SEA-HELM Leaderboard

Evaluation Details

Methodology

Evaluation Parameters

SEA-HELM evaluations are conducted using the following parameters:

Number of evaluation runs: 8 independent runs per model
Number of bootstrap runs: 30 bootstrapped runs that are drawn from the 8 independent runs per model
Generation parameters: We use the model-specific defaults when available in the model configurations.
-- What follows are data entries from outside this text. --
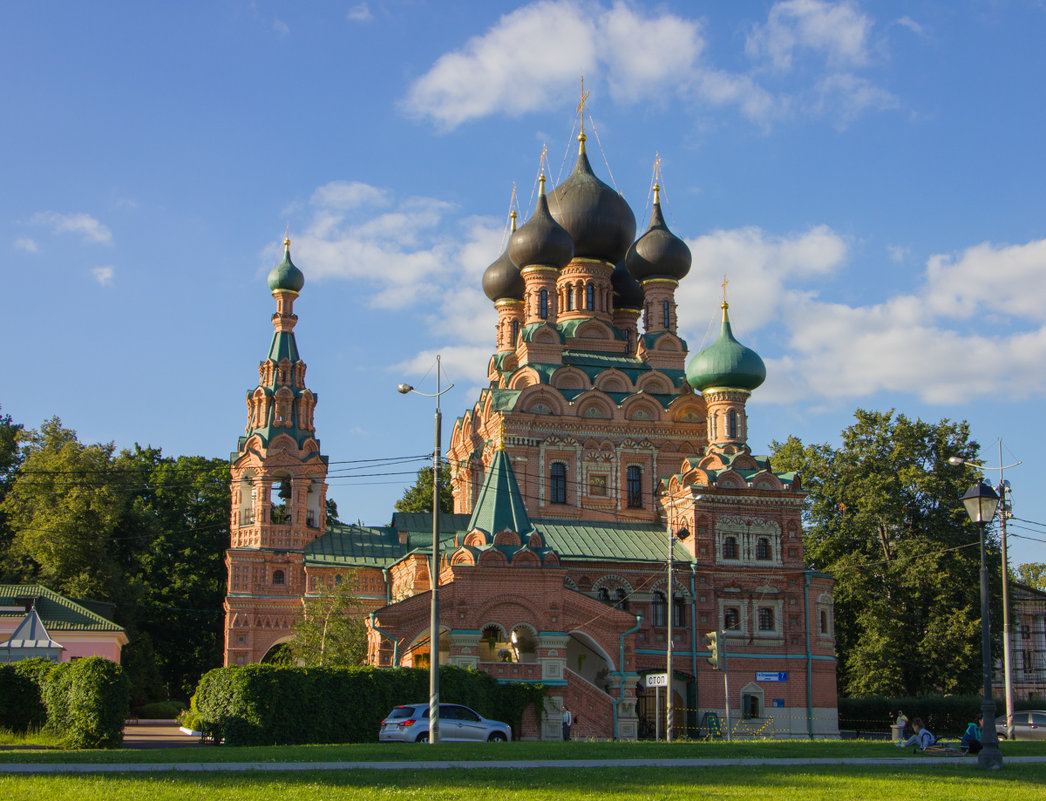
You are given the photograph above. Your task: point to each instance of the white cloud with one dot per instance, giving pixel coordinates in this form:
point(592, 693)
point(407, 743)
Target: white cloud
point(838, 30)
point(360, 13)
point(85, 225)
point(532, 59)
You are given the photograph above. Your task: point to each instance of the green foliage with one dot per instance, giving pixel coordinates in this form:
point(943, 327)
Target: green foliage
point(884, 518)
point(21, 708)
point(332, 632)
point(418, 497)
point(1031, 574)
point(272, 705)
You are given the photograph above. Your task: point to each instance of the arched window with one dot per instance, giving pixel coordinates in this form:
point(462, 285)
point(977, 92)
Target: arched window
point(766, 619)
point(679, 611)
point(658, 611)
point(763, 548)
point(558, 483)
point(634, 485)
point(729, 547)
point(621, 599)
point(731, 619)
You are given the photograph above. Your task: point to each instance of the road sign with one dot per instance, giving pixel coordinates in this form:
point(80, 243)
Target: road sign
point(771, 676)
point(657, 680)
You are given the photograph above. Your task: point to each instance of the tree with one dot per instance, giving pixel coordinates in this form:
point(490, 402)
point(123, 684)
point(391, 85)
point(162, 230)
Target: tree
point(1031, 574)
point(418, 497)
point(331, 633)
point(884, 518)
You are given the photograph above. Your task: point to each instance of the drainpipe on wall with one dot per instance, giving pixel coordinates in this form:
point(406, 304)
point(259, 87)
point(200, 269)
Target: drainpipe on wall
point(810, 658)
point(395, 642)
point(620, 666)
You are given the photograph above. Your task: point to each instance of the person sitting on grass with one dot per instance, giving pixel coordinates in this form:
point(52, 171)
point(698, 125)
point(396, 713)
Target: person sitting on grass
point(923, 737)
point(971, 741)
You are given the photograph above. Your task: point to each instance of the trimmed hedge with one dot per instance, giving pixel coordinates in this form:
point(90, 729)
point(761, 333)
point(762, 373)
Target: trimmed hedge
point(85, 703)
point(265, 705)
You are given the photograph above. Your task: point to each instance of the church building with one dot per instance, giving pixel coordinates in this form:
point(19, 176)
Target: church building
point(596, 448)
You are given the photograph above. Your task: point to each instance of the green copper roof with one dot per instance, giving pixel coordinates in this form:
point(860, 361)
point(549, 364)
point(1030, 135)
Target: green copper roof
point(286, 276)
point(57, 612)
point(619, 542)
point(726, 363)
point(500, 504)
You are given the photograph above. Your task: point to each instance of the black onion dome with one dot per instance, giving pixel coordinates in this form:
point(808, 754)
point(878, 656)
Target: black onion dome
point(541, 239)
point(597, 218)
point(502, 279)
point(628, 292)
point(658, 253)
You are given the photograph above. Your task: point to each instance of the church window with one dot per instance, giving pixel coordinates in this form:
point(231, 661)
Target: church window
point(679, 611)
point(621, 599)
point(763, 548)
point(634, 482)
point(766, 619)
point(731, 619)
point(558, 483)
point(730, 548)
point(658, 611)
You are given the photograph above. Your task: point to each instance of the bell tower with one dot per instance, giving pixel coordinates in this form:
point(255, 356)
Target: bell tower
point(278, 489)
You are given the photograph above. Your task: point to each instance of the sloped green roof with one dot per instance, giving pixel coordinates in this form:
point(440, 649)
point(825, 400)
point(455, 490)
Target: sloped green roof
point(500, 504)
point(620, 542)
point(57, 612)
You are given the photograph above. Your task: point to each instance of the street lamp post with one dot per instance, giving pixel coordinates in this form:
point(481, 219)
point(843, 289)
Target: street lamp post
point(1003, 489)
point(434, 568)
point(981, 501)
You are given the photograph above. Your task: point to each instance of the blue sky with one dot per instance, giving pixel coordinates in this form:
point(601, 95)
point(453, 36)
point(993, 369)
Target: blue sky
point(868, 175)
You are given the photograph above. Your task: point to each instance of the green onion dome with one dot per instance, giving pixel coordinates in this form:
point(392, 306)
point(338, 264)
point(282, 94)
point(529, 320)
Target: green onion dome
point(541, 239)
point(597, 219)
point(628, 292)
point(502, 279)
point(726, 363)
point(285, 275)
point(658, 253)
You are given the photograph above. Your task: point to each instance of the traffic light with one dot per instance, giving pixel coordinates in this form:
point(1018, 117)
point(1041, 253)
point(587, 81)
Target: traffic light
point(712, 645)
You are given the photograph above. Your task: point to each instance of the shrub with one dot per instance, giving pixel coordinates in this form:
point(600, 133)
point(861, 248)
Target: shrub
point(277, 705)
point(21, 707)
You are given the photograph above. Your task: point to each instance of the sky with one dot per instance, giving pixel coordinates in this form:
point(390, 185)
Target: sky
point(868, 176)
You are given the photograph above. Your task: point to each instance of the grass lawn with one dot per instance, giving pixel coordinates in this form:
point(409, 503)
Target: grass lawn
point(956, 780)
point(374, 752)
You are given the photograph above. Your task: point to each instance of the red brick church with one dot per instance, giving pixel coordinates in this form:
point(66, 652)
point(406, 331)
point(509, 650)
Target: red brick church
point(595, 441)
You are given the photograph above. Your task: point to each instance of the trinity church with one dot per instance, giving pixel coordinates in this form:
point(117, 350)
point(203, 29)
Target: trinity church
point(597, 441)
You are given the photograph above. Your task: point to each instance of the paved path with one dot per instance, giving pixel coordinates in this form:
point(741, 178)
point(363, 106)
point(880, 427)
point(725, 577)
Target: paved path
point(476, 764)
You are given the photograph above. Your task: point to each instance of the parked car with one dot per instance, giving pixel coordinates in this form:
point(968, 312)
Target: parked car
point(410, 724)
point(1027, 725)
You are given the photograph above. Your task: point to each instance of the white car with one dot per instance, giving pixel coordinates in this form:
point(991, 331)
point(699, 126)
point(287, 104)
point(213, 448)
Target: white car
point(457, 724)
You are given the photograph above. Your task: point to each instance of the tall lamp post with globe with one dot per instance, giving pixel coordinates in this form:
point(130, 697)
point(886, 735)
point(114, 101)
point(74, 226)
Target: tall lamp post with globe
point(981, 502)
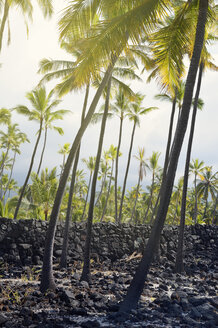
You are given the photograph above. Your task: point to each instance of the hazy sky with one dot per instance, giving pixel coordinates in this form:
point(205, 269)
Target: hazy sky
point(18, 75)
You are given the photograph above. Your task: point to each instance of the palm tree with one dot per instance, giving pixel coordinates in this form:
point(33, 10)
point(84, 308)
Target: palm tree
point(43, 189)
point(90, 163)
point(112, 152)
point(207, 186)
point(5, 116)
point(41, 103)
point(142, 173)
point(147, 15)
point(50, 117)
point(154, 167)
point(134, 113)
point(137, 283)
point(27, 10)
point(86, 264)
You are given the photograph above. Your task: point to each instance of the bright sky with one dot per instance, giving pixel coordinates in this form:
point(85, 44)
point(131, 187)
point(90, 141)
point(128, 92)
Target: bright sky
point(18, 75)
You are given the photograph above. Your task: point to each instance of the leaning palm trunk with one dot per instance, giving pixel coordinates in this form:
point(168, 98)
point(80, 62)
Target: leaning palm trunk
point(126, 174)
point(86, 265)
point(87, 195)
point(47, 279)
point(108, 192)
point(43, 150)
point(137, 284)
point(3, 22)
point(116, 169)
point(10, 177)
point(214, 210)
point(136, 198)
point(63, 261)
point(28, 173)
point(196, 201)
point(179, 266)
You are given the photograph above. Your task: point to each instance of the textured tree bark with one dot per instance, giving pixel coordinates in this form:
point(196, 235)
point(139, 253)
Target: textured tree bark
point(179, 266)
point(87, 250)
point(47, 279)
point(137, 284)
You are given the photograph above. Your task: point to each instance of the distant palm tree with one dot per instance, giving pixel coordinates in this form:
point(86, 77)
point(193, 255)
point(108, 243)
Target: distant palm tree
point(135, 112)
point(207, 185)
point(142, 172)
point(50, 117)
point(90, 163)
point(41, 104)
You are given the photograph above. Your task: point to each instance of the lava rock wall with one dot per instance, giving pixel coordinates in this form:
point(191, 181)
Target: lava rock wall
point(22, 241)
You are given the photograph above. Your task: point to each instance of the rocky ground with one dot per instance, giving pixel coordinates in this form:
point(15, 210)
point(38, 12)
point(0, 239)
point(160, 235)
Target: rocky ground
point(168, 300)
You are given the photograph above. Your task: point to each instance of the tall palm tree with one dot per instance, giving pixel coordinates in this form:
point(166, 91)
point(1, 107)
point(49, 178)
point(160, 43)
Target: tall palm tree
point(27, 10)
point(87, 250)
point(207, 185)
point(90, 163)
point(41, 103)
point(112, 152)
point(142, 172)
point(50, 117)
point(137, 283)
point(64, 150)
point(135, 112)
point(196, 167)
point(154, 167)
point(106, 40)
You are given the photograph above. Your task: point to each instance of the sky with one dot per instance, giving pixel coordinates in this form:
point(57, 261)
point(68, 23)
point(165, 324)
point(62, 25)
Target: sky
point(18, 75)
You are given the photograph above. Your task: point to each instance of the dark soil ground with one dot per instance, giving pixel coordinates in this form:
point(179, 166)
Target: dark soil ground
point(168, 300)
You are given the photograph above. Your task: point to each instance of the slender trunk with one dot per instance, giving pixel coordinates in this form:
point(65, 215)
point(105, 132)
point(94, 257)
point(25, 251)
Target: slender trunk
point(116, 169)
point(9, 179)
point(196, 201)
point(63, 261)
point(179, 265)
point(205, 209)
point(108, 192)
point(3, 22)
point(87, 195)
point(102, 186)
point(86, 264)
point(136, 198)
point(150, 200)
point(169, 139)
point(137, 284)
point(214, 210)
point(28, 173)
point(43, 150)
point(126, 174)
point(47, 279)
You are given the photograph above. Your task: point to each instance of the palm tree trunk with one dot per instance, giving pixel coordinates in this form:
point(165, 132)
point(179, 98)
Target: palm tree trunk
point(126, 174)
point(87, 195)
point(108, 192)
point(196, 201)
point(43, 150)
point(102, 186)
point(136, 198)
point(28, 173)
point(150, 200)
point(137, 284)
point(214, 210)
point(179, 265)
point(9, 179)
point(86, 264)
point(3, 22)
point(63, 261)
point(47, 279)
point(116, 169)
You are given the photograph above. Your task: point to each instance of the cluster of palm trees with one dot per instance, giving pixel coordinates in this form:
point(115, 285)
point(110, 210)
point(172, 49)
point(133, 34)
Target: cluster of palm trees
point(107, 40)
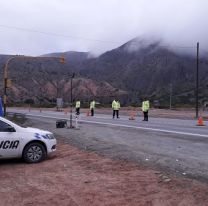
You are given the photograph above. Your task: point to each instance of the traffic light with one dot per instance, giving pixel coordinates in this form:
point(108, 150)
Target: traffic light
point(62, 60)
point(8, 83)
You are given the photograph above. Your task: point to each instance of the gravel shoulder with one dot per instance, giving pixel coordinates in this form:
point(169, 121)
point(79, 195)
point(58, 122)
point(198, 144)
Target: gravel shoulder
point(88, 170)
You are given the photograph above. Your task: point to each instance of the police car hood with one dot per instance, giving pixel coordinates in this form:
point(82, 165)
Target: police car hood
point(36, 130)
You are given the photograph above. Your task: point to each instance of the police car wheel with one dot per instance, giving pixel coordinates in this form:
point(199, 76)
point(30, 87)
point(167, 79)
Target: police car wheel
point(34, 153)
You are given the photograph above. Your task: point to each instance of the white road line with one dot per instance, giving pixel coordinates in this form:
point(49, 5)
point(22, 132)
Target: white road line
point(129, 126)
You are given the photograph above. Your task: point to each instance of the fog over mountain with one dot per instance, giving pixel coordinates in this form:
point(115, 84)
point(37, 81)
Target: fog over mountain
point(38, 27)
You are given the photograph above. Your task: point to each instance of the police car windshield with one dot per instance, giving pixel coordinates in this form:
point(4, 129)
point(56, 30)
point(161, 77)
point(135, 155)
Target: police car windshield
point(15, 122)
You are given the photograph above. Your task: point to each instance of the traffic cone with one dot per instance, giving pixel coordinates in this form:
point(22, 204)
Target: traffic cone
point(200, 122)
point(132, 116)
point(88, 113)
point(65, 111)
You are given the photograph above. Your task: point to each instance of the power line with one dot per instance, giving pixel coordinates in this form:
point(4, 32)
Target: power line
point(87, 39)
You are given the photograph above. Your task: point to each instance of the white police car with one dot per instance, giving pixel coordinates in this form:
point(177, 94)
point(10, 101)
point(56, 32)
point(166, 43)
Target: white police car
point(32, 144)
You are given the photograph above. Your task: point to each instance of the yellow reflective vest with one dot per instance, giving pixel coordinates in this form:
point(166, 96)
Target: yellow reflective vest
point(115, 105)
point(92, 104)
point(77, 104)
point(145, 106)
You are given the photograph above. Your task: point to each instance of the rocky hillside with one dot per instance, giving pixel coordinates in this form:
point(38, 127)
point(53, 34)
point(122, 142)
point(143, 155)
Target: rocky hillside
point(132, 71)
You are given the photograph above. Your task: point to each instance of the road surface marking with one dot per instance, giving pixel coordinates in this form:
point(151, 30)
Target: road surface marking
point(127, 126)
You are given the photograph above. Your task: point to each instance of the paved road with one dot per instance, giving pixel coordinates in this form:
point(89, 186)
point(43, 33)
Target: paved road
point(172, 145)
point(174, 126)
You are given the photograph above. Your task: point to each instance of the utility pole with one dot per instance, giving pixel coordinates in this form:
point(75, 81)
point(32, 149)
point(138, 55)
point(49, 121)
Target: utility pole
point(71, 126)
point(171, 89)
point(197, 80)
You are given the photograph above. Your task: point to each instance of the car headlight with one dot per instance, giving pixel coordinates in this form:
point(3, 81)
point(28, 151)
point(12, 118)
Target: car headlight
point(50, 136)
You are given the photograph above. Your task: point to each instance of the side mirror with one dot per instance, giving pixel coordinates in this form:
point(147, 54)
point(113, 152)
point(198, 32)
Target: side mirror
point(9, 129)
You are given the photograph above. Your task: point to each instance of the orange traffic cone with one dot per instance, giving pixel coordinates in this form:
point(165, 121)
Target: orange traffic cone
point(65, 111)
point(200, 122)
point(88, 113)
point(132, 116)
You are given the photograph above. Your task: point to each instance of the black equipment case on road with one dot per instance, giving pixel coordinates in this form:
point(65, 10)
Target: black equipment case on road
point(61, 123)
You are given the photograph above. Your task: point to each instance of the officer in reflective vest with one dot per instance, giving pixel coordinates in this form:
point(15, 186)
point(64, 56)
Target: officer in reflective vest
point(145, 109)
point(92, 107)
point(115, 107)
point(77, 106)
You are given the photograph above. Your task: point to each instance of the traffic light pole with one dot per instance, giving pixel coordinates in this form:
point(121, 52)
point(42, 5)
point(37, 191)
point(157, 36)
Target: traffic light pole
point(197, 81)
point(71, 126)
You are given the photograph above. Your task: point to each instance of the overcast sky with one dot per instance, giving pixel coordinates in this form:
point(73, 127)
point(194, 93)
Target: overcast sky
point(35, 27)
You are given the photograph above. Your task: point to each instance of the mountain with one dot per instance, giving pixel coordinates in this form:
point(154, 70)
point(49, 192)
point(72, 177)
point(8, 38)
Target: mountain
point(134, 70)
point(150, 70)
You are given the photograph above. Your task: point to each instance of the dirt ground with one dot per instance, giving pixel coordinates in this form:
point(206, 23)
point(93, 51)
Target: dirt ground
point(77, 177)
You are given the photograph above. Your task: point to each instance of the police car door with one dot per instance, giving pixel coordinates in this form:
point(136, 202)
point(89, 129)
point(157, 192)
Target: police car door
point(9, 141)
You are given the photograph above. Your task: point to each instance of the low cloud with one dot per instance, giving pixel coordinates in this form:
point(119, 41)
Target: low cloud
point(36, 27)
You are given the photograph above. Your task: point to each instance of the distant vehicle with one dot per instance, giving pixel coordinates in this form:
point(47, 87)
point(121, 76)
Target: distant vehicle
point(31, 144)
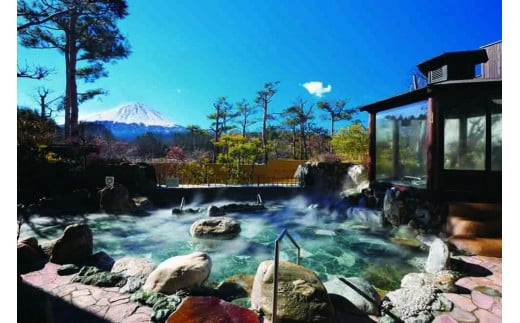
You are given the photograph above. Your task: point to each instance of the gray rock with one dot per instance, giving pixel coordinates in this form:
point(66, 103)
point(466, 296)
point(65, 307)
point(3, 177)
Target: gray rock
point(442, 304)
point(114, 199)
point(301, 295)
point(133, 266)
point(135, 269)
point(371, 217)
point(438, 257)
point(443, 280)
point(220, 227)
point(73, 247)
point(407, 302)
point(357, 292)
point(179, 272)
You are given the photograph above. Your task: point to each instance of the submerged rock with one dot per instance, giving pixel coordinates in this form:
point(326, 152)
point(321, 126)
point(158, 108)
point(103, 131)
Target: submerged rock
point(356, 291)
point(214, 210)
point(179, 272)
point(67, 269)
point(442, 280)
point(162, 305)
point(215, 227)
point(73, 247)
point(199, 309)
point(135, 270)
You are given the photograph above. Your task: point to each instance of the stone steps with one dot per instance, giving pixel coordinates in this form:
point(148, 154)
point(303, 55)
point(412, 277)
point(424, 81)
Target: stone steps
point(476, 228)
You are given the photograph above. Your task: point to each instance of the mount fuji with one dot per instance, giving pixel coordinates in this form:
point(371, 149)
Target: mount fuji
point(131, 120)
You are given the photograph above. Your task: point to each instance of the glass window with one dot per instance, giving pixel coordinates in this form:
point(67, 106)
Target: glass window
point(465, 136)
point(496, 133)
point(401, 144)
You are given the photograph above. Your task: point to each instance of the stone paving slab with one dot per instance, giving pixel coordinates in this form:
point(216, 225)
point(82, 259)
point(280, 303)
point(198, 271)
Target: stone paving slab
point(105, 302)
point(482, 302)
point(477, 305)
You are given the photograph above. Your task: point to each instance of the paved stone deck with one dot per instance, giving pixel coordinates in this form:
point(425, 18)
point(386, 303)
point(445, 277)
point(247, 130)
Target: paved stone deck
point(476, 306)
point(100, 304)
point(85, 303)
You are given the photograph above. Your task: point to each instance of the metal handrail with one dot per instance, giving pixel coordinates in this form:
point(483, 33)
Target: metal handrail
point(276, 263)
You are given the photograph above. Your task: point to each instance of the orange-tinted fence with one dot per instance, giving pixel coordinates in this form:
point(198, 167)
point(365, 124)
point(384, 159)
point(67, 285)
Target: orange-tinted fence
point(275, 172)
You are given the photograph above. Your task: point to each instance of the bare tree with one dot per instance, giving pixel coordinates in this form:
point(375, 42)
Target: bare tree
point(245, 111)
point(263, 98)
point(44, 102)
point(85, 32)
point(335, 113)
point(298, 115)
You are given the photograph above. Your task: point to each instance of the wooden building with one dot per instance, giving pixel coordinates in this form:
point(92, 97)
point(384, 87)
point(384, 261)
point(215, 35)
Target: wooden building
point(444, 139)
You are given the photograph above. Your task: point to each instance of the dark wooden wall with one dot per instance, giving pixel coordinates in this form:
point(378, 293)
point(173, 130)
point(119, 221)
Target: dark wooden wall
point(492, 69)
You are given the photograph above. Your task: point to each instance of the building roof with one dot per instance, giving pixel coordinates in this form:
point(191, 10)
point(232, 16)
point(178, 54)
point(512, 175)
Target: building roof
point(469, 57)
point(420, 94)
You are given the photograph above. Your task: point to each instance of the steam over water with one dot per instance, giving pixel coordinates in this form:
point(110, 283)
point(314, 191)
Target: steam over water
point(330, 243)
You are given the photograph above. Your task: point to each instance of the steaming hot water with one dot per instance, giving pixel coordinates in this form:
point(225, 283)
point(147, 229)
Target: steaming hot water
point(331, 243)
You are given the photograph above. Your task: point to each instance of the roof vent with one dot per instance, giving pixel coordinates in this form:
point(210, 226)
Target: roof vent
point(438, 75)
point(453, 66)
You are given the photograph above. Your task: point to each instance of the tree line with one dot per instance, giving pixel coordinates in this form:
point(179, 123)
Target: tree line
point(85, 32)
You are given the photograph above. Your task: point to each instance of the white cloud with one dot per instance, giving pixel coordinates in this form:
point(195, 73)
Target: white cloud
point(316, 88)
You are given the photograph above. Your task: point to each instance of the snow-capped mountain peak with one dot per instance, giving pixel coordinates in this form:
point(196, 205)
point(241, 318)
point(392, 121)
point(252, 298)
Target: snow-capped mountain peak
point(137, 113)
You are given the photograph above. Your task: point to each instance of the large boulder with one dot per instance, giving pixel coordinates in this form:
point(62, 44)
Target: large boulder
point(179, 272)
point(415, 304)
point(73, 247)
point(29, 256)
point(442, 280)
point(133, 266)
point(220, 227)
point(345, 292)
point(214, 210)
point(301, 295)
point(438, 257)
point(114, 199)
point(488, 247)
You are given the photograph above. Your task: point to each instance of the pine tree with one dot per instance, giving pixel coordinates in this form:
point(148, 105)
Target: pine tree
point(85, 32)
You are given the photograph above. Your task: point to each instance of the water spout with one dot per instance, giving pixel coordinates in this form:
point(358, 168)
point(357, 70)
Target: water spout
point(182, 203)
point(259, 199)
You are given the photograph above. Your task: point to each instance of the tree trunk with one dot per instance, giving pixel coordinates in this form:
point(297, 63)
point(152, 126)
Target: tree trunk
point(331, 131)
point(294, 141)
point(74, 133)
point(264, 131)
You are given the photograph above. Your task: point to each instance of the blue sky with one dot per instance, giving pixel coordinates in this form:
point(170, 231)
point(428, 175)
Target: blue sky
point(186, 54)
For any unspecified parameters, we apply the vLLM default settings.

Note: All prompts in SEA-HELM are presented in their native languages using zero-shot prompting for instruct/reasoning models and five-shot prompting for base models.

Scoring

Score Aggregation Methodology

Our scoring system follows a hierarchical approach, aggregating results from individual tasks up to the overall SEA score:

📋 Task Level
Individual task scores are calculated as the mean across all 8 evaluation runs. Standard errors use the clustered standard error methodology as detailed in Miller (2024).
🎯 Competency Level
For each evaluation run, we calculate competency scores by averaging all task scores within that competency area. The final competency score and its standard error are derived from the mean and standard error of these per-run scores.
🌏 Language Level
Language scores aggregate all competency scores available for that specific language, calculated using the same approach as the competency-level aggregation.
🏆 SEA Level (Overall Score)
The SEA score represents the performance across all Southeast Asian languages and is calculated as the aggregate of the individual language scores with their respective standard errors. This calculation follows the same approach as the competency-level aggregation.